With his supernatural talents, he goes on to avenge the deaths of his fiancee and himself, cutting a murderous swath through a city infested with darkness and depravity. One by one, he takes on his killers, leaving a trail of fire, blood, and crow symbology in his wake.

This movie drips with all of the dark horror conventions I like to work with in my fiction: The merciless world that often seems to actively work against you – not in some abstract way, but rather a city that attacks you like it’s personal; despair in alleys; dark recesses of urban blight that are best avoided; crews of criminals in an organized nightmare court who will do anything, knowing no restraint; supernatural forces that move within light and shadow; uncaring parents and drug abuse; ubiquitous and callous violence; all-encompassing vengeance; doing the right thing the most wrong ways; moral ambivalence; hope, false or otherwise.

This is fear countryThis is the ultimate in revenge.

It’s also visual poetry. The stage is set, and the actors going through it make it sing. The fights are well choreographed (it helps that Eric Draven is played by Brandon Lee, Bruce Lee’s son). The lighting is just so. Fire and darkness mix to create long shadows and a gothic feel. The performances are solid. It feels real despite the supernatural elements. I have watched it over and over again. There’s not a shot shown, not a line of dialog, not an action cue that I do not know like the back of my hand. This is my toolkit, by bible for portraying darkness – and also redemption.

Because, amongst the other things the film embodies, The Crow is also a romance. Draven doesn’t kill out of some kind of personal vengeance. He does this for Shelley. For his lost love. He has returned, but she has not. What he does, he does for her. All of it.

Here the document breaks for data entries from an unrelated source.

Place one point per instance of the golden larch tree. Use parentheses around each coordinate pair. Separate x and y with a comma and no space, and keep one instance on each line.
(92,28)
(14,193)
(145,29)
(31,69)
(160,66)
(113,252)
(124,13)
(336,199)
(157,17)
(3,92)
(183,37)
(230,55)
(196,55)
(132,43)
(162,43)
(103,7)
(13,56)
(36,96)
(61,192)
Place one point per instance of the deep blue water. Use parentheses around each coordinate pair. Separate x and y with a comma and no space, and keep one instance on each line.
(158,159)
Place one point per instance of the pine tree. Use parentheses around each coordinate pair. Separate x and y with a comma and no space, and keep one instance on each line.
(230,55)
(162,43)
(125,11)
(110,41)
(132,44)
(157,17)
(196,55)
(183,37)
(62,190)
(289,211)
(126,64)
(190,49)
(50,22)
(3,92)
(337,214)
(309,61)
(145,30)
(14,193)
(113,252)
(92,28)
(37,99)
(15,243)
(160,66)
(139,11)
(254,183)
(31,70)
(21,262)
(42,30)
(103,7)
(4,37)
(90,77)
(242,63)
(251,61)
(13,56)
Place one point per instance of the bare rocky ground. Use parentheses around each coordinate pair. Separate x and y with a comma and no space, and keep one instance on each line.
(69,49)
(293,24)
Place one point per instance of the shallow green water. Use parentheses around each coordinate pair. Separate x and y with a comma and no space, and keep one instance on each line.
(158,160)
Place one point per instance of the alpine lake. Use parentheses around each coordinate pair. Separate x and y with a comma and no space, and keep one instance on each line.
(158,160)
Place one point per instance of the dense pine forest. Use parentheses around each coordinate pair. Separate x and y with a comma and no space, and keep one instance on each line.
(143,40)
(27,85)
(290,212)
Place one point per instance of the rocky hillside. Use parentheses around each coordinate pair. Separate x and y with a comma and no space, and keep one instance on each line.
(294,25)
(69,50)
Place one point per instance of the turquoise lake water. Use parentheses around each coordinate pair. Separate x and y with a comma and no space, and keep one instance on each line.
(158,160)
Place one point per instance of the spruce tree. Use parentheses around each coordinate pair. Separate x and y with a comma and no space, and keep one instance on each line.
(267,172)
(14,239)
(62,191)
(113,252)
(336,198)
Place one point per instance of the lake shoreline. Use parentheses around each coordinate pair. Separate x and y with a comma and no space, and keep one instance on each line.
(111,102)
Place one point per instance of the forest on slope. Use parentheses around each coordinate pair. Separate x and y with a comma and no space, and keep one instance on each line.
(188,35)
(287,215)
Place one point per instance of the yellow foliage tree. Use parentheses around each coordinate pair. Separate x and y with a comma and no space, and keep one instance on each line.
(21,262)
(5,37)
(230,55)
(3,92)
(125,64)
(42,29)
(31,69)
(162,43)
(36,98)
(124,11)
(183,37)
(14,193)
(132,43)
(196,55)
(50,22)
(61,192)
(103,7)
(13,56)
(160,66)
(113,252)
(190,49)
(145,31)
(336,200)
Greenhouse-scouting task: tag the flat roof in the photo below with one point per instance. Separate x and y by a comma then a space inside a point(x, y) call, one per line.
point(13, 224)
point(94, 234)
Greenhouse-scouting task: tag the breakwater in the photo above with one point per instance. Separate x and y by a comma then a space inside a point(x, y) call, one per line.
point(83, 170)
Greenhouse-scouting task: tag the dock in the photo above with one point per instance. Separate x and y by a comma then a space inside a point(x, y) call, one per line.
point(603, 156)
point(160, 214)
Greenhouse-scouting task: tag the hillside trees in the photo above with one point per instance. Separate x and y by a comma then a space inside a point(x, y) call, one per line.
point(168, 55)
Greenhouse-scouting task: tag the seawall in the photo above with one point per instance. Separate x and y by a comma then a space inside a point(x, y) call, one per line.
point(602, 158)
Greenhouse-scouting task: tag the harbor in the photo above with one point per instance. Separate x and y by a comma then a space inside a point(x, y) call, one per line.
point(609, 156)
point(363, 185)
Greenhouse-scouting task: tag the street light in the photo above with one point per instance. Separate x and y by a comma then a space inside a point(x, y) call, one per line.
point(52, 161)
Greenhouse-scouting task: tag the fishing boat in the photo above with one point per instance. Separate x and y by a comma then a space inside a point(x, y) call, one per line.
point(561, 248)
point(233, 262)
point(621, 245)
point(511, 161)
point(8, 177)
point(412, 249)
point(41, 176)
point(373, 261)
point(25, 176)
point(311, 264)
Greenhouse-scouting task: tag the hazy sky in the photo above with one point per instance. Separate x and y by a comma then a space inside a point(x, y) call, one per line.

Be it guarding over their local street kid, Sarah; be it connecting with Officer Albrecht (Ernie Hudson) to thank him for staying with Shelley in her final hours; be it taking out not just their killers but the man who stood behind them and ordered it- it is all for Shelley Webster. Once the job is done, he fades with her into the afterlife, her personal angel of vengeance come home for his reward.

It chills me to think about it. It thrills me to write something as in vein. It has been an inspiration, and is easily at the top of all of my film loves.